Yerel seçimlerinde iktidara uyarı için çok önemli bir fırsat olduğunun altını çizen Babacan, “Yerel seçim takviminin hızla işlemeye başladığı günlerde sizlerle beraberiz. Biz demokrasiyi yerelden başlatacağız. Seçimlere her şeyi ile hazırız. Herkesten önce, bundan 2 sene önce Yerel Yönetimler ve Şehircilikle ilgili biz eylem planımızı açıkladık. Bütün detaylarıyla yazdık. Bizim belediyelerimiz şunları şunları şunları yapacak dedik, takvime bağladık. Ayrıca yine ne yaptık? Türkiye'de hiçbir siyasi partinin yapmadığı bir işi yaptık.
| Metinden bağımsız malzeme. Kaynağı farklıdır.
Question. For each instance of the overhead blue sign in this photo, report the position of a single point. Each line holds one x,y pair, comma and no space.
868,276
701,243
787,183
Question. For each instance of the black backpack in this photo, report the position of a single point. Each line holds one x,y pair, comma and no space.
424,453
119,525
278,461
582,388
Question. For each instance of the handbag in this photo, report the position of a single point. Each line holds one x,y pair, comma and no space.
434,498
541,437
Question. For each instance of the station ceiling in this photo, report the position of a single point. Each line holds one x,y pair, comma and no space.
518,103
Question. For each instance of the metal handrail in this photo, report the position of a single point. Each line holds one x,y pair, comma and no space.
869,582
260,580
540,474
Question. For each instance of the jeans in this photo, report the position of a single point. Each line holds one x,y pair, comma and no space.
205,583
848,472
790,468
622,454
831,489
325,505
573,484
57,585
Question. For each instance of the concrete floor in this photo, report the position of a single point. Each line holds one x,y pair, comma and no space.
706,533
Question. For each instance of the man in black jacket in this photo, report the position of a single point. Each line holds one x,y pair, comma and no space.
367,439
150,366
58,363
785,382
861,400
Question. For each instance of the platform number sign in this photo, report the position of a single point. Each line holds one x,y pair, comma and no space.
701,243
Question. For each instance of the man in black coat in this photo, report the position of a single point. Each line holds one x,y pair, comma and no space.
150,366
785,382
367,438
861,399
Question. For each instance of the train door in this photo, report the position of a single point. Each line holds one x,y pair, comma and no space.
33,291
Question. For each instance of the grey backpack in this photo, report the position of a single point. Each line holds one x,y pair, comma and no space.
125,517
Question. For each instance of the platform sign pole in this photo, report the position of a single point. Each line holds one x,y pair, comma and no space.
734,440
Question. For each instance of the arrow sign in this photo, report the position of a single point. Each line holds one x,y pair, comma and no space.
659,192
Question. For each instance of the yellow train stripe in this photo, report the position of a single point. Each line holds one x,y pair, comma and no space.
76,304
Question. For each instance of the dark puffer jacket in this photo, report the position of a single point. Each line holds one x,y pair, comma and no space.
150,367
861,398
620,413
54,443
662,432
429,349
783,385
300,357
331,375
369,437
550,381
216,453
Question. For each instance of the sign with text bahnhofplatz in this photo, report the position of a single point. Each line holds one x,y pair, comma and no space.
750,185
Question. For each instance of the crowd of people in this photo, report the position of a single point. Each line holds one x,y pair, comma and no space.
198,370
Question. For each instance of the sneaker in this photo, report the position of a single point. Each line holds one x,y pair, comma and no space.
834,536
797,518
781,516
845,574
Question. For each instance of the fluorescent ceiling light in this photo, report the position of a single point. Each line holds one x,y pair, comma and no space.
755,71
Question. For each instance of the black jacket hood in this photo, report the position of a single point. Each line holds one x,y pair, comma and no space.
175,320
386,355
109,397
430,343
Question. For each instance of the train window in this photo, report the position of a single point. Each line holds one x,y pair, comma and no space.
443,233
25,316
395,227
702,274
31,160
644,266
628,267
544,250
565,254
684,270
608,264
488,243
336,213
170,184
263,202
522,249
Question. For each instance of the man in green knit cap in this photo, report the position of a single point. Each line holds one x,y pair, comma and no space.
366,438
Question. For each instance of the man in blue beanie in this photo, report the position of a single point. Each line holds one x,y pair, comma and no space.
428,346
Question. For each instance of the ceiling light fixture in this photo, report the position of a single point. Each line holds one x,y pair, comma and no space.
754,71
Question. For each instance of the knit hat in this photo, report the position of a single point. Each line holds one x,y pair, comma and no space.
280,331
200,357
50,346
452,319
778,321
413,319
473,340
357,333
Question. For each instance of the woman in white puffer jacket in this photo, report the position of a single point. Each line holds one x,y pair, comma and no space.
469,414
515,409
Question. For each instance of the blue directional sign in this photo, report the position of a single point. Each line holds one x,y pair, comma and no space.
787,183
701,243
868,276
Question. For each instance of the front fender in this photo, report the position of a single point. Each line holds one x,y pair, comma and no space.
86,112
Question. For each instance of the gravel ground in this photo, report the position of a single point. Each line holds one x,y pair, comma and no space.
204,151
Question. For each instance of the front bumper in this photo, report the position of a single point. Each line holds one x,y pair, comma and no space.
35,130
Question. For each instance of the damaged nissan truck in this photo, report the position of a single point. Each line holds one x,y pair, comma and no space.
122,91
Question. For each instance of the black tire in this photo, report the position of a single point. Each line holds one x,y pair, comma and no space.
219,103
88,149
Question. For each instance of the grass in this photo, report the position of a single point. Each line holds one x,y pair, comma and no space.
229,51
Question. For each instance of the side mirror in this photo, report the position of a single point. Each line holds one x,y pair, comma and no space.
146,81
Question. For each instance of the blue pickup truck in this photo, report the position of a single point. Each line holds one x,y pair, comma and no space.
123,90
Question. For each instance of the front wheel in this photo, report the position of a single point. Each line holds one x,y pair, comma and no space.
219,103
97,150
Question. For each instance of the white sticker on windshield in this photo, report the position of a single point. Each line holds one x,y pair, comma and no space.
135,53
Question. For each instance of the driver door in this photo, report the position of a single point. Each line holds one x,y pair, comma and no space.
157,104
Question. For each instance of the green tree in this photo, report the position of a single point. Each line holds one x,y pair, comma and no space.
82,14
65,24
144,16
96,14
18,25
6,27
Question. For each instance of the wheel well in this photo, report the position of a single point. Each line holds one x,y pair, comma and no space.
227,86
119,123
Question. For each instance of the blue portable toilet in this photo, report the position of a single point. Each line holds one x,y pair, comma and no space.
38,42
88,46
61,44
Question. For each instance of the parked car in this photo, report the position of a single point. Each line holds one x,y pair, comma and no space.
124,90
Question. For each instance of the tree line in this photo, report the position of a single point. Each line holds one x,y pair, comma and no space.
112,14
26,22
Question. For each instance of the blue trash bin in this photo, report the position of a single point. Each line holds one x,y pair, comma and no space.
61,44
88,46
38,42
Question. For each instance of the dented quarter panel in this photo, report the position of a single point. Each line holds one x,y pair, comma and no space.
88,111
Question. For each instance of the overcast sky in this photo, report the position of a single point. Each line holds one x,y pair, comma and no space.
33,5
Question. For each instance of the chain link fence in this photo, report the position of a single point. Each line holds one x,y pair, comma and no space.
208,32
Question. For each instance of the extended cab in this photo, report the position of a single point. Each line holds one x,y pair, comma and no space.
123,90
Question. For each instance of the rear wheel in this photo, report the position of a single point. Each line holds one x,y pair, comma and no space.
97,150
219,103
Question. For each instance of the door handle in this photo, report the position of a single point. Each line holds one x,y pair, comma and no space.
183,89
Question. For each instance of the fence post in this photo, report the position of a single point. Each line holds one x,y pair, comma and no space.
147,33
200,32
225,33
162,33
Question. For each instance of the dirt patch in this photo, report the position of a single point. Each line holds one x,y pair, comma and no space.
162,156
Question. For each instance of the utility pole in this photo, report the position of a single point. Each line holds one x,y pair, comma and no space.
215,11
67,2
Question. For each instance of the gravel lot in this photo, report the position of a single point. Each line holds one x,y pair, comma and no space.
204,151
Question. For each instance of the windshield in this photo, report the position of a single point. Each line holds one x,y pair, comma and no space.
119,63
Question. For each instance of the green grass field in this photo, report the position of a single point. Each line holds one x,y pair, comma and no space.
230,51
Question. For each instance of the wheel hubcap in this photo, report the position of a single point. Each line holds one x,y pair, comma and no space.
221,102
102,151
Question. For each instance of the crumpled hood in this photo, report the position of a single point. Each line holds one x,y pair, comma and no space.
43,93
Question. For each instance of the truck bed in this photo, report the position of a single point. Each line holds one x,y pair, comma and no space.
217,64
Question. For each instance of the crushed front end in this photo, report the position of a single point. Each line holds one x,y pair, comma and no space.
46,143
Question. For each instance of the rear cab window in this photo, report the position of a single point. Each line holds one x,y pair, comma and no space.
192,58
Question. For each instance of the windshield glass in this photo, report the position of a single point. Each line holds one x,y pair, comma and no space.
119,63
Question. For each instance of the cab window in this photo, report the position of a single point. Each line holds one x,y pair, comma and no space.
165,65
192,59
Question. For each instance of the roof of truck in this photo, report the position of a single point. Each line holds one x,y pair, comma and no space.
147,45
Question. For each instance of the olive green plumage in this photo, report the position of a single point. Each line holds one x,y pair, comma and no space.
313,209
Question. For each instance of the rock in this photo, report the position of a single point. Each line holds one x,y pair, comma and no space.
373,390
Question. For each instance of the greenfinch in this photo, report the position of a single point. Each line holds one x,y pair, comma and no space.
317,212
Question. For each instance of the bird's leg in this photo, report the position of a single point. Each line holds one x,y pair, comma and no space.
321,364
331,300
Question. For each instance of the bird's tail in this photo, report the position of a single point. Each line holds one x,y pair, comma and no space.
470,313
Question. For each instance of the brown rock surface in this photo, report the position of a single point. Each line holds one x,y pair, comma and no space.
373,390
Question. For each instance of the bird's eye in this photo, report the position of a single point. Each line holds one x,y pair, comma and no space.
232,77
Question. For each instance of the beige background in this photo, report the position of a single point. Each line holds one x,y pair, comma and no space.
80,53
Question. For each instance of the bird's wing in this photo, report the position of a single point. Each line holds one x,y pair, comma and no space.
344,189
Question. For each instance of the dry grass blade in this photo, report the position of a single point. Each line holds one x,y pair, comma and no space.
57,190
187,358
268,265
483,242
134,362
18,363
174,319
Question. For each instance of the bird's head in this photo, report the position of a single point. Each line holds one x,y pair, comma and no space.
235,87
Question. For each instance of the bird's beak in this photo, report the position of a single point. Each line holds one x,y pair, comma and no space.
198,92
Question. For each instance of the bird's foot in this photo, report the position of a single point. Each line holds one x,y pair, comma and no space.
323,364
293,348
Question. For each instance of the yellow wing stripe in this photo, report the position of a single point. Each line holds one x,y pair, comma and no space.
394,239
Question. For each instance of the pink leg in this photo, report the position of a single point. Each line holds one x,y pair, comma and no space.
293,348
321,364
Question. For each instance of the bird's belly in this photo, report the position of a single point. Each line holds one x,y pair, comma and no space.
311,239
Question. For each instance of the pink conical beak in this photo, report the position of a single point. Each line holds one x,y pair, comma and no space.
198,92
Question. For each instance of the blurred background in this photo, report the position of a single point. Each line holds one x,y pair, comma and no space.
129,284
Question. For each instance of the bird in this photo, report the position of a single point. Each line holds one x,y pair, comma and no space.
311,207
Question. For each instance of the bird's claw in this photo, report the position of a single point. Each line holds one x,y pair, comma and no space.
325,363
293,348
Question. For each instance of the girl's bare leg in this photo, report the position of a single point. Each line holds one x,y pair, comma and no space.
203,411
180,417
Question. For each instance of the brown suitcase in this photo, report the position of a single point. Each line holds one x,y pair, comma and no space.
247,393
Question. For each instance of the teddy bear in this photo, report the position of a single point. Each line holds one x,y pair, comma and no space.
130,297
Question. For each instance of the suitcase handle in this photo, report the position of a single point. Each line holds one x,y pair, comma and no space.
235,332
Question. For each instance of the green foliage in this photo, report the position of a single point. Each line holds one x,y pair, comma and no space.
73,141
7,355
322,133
Belediye başkan adaylarımız için bir “Etik Kurallar Bildirgesi” yani ahlaki kurallar bildirgesi hazırladık. Tam 3 sayfalık bildirge. Bunu bizim adaylarımız okuyorlar, altına imza ediyorlar. Ondan sonra adayımız oluyorlar. Yani diyorlar ki; “Ben Belediye Başkanı seçildikten sonra belediyeyi bu ahlaki kurallar çerçevesinde yöneteceğim” diyorlar. “Kimseye iltimas yapmayacağım” diyorlar. “Torpil kayırmacılık yapmayacağım” diyorlar ve “Temiz belediyecilik anlayışıyla bu belediyeyi yöneteceğim” diyorlar. Bizim belediyelerimiz ne diyecek? ‘Biz çok çalışırız ’diyecek. Yetmez. "Aynı zamanda, temiz tertemiz çalışırız "diyecek. Bu seçim tabii ki belediye seçimi bu seçim, yerel seçim. Belediye başkanlarımızı seçeceğiz, il ve ilçelerde de belediye meclis üyelerimizi seçeceğiz. Ancak bu seçim arkadaşlar aynı zamanda merkezi hükûmete, İktidara bir uyarı anlamına geliyor. Eğer merkez hükûmetten memnun değilseniz, merkezi hükûmet, iktidar yanlışlar yapıyorsa bu, seçimde iktidarı değiştirmek söz konusu değil. Çünkü sadece belediye başkanlarımızı değiştirmek için seçime gidiyoruz. Ancak her ne kadar merkez hükûmet, iktidar değişmeyecekse de bu seçim merkezi hükümeti uyarma seçimidir. “Aklını başına al” deme seçimidir. “Yanlış yoldasın. Seni izliyorum ve yaptıklarından memnun değilim” deme seçimidir. Yani aslında bu seçim değerli arkadaşlar, merkezi hükûmete bir sarı kart gösterme seçimidir. Hep beraber bu sarı kartı inşallah hükûmete göstereceğiz, iktidarı göstereceğiz. Nasıl göstereceğiz? DEVA'nın adaylarını destekleyerek göstereceğiz ve bir taşta iki kuş vuracağız. Hem hükûmete sarı kart göstereceğiz hem de Niğde’miz “çok daha iyi yönetilsin. Çok daha düzgün yönetilsin” diyeceğiz hep beraber” ifadelerini kullandı.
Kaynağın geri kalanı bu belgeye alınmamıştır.